The sequential CLE images over the decay of radionuclides of ⁶⁸Ga were acquired from the pseudotumor (indicated by red circles and arrows in Figure 7A) of the mouse model with an image integration time of 300 s, as presented in Figure 7B. Similarly, an apparent trend of CLE intensity attenuation was observed with the decrease of the radionuclide activity. The relationship between the average intensity of the extracted ROIs and the activity of ⁶⁸Ga is depicted in Figure 7C. A strong linear relationship was observed (R²=0.9940). As seen in Figure 7B, we found that the minimum activity at which the image was resolved was 0.93 µCi (circled in yellow). The linear fitting results showed that the theoretical minimum detectable activity was 0.44 µCi, which was also an order of magnitude higher than our previous result (24).

Figure 7 In vivo sensitivity of the sensitivity-improved CLE system. (A) White light image of a pseudotumor mouse model.

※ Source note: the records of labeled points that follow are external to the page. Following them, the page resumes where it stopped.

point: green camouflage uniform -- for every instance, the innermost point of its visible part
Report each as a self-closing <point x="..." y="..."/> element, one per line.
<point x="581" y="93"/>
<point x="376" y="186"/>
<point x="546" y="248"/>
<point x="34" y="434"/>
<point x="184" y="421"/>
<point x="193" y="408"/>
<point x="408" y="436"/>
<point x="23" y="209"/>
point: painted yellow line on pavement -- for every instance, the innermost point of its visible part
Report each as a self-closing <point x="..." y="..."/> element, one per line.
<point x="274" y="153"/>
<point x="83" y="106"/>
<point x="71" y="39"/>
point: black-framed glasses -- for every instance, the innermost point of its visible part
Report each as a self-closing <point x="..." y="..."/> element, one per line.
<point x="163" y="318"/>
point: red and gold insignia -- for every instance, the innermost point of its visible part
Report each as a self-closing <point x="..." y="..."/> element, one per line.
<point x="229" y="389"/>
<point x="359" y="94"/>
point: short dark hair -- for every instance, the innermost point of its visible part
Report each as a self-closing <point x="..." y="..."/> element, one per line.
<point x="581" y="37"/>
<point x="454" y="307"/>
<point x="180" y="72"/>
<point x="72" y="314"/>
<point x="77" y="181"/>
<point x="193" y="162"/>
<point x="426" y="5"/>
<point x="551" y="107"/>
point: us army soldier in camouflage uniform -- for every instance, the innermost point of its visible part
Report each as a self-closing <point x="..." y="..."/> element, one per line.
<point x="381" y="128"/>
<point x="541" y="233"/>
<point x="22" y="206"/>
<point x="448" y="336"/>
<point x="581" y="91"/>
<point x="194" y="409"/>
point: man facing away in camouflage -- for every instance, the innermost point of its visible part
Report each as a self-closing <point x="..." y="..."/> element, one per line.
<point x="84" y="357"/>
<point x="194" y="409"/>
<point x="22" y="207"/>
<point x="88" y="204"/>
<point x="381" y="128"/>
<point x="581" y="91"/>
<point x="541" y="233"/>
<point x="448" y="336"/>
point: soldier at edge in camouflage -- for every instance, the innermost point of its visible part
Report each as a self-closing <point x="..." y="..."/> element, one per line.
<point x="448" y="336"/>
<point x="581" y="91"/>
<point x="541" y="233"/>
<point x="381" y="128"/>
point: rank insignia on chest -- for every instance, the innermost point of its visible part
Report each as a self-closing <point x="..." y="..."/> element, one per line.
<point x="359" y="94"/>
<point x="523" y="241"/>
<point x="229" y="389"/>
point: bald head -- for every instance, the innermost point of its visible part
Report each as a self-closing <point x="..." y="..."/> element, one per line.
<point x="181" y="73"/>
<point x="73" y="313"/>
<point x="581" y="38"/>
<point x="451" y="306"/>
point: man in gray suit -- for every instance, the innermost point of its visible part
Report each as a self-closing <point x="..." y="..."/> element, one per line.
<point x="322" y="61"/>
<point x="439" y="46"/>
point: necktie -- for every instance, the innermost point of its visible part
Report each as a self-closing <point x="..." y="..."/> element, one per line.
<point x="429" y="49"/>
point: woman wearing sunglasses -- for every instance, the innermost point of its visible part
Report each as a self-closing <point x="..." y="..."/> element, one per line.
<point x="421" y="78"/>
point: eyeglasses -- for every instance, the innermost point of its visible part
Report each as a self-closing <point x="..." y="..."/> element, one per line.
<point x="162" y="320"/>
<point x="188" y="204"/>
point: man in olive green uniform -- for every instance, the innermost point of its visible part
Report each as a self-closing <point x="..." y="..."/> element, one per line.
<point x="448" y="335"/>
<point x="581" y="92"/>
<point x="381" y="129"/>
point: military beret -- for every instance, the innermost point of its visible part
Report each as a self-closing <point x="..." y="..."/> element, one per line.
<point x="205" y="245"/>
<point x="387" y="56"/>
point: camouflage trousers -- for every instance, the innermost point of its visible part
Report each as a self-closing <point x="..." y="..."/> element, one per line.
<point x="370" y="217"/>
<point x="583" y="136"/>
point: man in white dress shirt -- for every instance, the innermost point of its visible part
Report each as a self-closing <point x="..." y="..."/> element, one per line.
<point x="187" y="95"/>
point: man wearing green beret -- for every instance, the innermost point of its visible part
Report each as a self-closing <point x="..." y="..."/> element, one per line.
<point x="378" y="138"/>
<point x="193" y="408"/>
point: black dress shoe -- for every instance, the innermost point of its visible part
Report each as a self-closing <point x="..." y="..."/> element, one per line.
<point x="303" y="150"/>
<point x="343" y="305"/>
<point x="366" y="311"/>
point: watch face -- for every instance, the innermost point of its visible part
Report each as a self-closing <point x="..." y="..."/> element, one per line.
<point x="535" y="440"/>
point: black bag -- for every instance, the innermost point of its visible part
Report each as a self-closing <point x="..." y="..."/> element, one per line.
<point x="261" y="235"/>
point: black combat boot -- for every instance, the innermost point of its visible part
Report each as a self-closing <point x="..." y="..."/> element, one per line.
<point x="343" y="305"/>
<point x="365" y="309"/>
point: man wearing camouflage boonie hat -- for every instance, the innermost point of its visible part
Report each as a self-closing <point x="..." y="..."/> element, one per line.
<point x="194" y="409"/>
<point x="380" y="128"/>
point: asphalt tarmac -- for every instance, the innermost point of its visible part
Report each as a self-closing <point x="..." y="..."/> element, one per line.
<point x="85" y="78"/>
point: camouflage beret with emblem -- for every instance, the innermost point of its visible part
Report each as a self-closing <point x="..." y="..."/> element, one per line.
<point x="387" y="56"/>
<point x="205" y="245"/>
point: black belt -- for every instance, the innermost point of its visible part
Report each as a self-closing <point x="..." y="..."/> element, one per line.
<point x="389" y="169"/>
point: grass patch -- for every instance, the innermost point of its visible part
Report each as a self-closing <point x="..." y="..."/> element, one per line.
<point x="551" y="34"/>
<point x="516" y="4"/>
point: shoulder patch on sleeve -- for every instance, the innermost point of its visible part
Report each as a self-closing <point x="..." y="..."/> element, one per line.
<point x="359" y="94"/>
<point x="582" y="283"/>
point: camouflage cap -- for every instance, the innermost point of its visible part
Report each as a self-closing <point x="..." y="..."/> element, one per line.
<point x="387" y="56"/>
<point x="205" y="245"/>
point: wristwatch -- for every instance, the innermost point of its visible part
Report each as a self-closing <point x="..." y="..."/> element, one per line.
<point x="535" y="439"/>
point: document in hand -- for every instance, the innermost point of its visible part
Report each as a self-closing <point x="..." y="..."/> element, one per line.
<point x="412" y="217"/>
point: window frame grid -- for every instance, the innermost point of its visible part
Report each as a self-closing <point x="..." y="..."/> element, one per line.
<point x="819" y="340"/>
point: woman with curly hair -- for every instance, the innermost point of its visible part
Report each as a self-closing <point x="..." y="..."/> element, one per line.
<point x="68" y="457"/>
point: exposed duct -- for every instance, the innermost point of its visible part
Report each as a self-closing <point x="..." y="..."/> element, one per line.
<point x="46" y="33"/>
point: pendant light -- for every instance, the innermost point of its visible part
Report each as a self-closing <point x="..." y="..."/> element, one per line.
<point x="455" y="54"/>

Sequential images over the decay of radionuclide of ⁶⁸Ga acquired by the CLE system at the image integration time of 300 s (B) and 60 s (C). The radionuclide decays from 6.84 to 0.32 µCi from upper left to lower right in (B), and from 5.89 to 0.77 µCi in (C). (D,E) CLE intensity in (B) and (C) as a function of the radionuclide activity of ⁶⁸Ga and corresponding linear fitting results. Scale bar: 6 mm. CLE, Cerenkov luminescence endoscope.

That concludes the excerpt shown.